# Maximum Entropy Text Classifier

Classifying Reuters articles following [this](http://tongzhang-ml.org/papers/ir01_textcat.pdf) paper by Zhang and Oles. 

## Load data

We'll use the nltk.corpus.reuters corpus of news articles.

The Reuters Corpus contains 10,788 news documents totaling 1.3 million words. The documents have been classified into 90 topics, and grouped into training and testing sets.

We are going to choose a single category.

In [29]:
import nltk
import pandas as pd
from nltk.corpus import reuters
from tqdm import tqdm

CHOSEN_CATEGORY = 'money-fx'

training_articles = []
training_labels = []
testing_articles = []
testing_labels = []

# Loop over every document in the corpus
for fileid in tqdm(reuters.fileids(), unit='article'):
    
    # Binary categorization
    if CHOSEN_CATEGORY in reuters.categories(fileid):
        label = 1
    else:
        label = -1

    # Extract list of tokens for this document
    article = reuters.words(fileid)
    
    # Put data in train or test set
    if 'training' in fileid:
        training_articles.append(article)
        training_labels.append(label)
    elif 'test' in fileid:
        testing_articles.append(article)
        testing_labels.append(label)
    else:
        print("Unrecognized document %s" % fileid)

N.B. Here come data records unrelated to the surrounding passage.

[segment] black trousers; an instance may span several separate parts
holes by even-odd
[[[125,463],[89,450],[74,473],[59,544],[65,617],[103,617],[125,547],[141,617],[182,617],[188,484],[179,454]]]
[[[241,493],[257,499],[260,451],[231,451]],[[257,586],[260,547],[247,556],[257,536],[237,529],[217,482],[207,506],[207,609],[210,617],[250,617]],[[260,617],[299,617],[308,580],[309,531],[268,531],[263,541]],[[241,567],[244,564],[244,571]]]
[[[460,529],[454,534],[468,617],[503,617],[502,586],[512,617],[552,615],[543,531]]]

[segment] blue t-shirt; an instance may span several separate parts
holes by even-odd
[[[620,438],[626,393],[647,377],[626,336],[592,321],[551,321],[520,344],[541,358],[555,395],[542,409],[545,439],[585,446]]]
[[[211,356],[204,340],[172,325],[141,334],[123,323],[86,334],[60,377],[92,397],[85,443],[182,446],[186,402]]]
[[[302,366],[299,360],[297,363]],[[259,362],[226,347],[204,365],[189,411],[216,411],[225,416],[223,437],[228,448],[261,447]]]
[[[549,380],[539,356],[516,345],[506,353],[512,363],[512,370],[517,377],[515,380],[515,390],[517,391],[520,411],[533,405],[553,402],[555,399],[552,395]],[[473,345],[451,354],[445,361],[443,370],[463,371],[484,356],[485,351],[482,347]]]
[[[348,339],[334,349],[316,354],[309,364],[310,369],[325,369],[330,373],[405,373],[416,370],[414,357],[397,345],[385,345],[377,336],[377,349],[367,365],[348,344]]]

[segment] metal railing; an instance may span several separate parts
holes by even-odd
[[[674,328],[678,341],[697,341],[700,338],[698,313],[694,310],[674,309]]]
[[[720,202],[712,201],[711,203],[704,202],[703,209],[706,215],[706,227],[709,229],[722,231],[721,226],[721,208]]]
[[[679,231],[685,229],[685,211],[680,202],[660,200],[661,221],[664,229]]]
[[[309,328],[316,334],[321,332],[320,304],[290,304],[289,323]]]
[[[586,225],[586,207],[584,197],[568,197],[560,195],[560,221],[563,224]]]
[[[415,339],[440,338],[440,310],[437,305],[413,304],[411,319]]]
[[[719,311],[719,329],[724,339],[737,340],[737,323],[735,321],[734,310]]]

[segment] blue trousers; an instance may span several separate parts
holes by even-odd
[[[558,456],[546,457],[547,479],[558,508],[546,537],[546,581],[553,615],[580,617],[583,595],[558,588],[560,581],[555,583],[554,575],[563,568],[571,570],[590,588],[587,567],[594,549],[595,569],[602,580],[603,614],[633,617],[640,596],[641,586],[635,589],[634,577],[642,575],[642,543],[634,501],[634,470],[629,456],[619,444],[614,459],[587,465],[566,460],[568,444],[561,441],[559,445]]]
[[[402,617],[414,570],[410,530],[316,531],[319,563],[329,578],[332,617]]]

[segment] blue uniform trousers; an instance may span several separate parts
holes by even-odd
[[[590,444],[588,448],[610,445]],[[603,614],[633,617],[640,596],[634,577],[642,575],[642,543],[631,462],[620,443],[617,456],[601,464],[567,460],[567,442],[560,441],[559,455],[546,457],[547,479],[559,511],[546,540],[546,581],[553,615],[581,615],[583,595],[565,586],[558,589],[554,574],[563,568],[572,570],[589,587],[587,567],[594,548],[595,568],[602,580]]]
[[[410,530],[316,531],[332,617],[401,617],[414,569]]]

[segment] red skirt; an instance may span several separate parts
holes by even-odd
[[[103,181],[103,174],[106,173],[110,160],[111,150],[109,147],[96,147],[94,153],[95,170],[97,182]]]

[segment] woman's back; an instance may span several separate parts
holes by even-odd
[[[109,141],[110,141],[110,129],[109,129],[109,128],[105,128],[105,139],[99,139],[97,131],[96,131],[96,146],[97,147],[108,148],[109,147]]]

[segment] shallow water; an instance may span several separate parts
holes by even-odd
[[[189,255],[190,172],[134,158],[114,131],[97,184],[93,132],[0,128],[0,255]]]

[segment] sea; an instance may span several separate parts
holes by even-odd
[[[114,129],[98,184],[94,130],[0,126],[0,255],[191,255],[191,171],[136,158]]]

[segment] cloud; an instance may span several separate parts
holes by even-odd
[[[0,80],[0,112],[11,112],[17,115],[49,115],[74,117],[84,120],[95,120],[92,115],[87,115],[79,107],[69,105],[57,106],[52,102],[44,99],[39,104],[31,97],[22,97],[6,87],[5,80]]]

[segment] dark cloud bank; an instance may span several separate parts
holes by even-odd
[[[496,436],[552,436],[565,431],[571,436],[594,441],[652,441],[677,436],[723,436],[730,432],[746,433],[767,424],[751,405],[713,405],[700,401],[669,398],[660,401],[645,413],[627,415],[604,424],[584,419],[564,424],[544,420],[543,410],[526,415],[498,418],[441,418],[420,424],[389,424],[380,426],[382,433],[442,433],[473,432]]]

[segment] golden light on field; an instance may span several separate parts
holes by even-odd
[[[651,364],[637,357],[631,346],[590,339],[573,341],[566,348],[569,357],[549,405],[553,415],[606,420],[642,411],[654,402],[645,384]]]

# Create Pandas data frames
training_corpus = pd.DataFrame({'tokens': training_articles, 'class': training_labels})
testing_corpus = pd.DataFrame({'tokens': testing_articles, 'class': testing_labels})

print(training_corpus.head().to_string(index=False))

class_document_count = training_corpus['class'].value_counts()
print()
print("Class distribution:\n", class_document_count)

print()
print("Size of training corpus = %d documents" % len(training_corpus.index))
print("Size of testing corpus = %d documents" % len(testing_corpus.index))

100%|██████████| 10788/10788 [00:00<00:00, 29891.31article/s]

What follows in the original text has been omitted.